According to the Cincinnati Enquirer, prosecutors said that Gross attacked Stanley after seeing a photograph of her and her son on Facebook that had been posted by another man.
The paper reports that prosecutors said Gross told Stanley, “You’re bald now. Who’s going to want you?”
Tom Scheben, a spokesperson for the Boone County Sheriff’s Office, told WKRC soon after the attack that Gross started beating Stanley while they were eating.
“She says she’s about four french fries in and he socks in the face. And then four or five more,” said Scheben.
The assault continued, said Scheben, and “at one point she gets a knife in defense, he says put the knife down or I’m going to sick [sic] the dog on you. She didn’t and that’s where the real injuries came in.”

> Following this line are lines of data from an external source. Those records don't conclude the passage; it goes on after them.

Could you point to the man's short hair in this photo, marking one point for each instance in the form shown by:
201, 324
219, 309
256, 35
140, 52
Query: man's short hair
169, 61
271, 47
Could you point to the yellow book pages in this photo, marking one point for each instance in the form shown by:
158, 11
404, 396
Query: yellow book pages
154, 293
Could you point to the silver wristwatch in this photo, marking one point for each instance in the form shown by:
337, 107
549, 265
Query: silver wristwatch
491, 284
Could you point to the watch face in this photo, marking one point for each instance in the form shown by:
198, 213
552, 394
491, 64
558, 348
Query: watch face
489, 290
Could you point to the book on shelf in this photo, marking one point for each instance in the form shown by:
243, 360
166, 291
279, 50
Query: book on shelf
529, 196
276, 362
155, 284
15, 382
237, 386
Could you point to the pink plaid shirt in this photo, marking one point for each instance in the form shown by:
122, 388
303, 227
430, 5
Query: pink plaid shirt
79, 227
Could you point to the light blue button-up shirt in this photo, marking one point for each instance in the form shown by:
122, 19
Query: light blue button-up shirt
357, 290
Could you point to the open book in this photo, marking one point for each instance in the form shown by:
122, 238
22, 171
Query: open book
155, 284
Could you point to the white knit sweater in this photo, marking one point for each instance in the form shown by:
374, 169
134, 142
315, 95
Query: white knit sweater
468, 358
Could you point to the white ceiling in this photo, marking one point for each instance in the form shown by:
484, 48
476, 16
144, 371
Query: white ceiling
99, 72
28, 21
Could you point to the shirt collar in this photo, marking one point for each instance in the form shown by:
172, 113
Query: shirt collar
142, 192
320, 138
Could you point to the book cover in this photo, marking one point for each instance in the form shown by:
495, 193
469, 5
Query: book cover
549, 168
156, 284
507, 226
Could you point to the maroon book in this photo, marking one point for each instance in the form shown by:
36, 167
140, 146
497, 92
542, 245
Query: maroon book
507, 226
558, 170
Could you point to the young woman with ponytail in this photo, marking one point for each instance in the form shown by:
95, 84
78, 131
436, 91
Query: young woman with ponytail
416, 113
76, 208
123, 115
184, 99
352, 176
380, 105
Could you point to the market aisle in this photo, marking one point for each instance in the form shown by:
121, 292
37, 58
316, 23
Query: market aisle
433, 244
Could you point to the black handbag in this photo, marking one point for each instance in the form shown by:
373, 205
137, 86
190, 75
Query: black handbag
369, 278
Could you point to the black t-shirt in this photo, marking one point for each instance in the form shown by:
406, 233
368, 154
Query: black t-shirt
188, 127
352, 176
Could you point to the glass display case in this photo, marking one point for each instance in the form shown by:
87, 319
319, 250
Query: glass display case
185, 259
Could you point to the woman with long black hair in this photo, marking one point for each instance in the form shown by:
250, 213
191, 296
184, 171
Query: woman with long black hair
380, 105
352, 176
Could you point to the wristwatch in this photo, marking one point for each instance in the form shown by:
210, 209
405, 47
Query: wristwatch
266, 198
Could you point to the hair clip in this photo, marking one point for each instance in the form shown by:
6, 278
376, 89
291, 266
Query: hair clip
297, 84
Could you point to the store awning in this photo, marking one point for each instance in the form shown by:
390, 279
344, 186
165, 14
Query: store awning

WKRC reports that according to investigators, Gross used the knife to detach 70 percent of Stanley’s scalp and used his dog to rip off her ear.
“When he’s finished he praises the dog for the work he did. Then makes her stand in front of mirror to make her look at herself now,” said Scheben.
After the attack, Marilyn was reportedly dropped off in the neighborhood near her mother’s house. At that point she was able to get help and contact police.
On Thursday, Gross reportedly pleaded with the jury for the minimum sentence of 10 years.
“I feel horrible for what happened. I feel that the verdict was wrong. I’m sorry for what happened,” said Gross.
Meanwhile, Assistant Commonwealth’s Attorney Leanne Beck told the jury the maximum sentence fits the crime.
“Twenty years is what’s appropriate for de-scalping a human alive. Twenty years is what’s appropriate for making another human being fear their safety, their livelihood and discarding them on the street like a piece of trash,” said Beck.
The jury recommended 20 years for Gross. He’ll have a chance at parole after 17 years.
The judge will decide his sentence at a hearing in March 2017.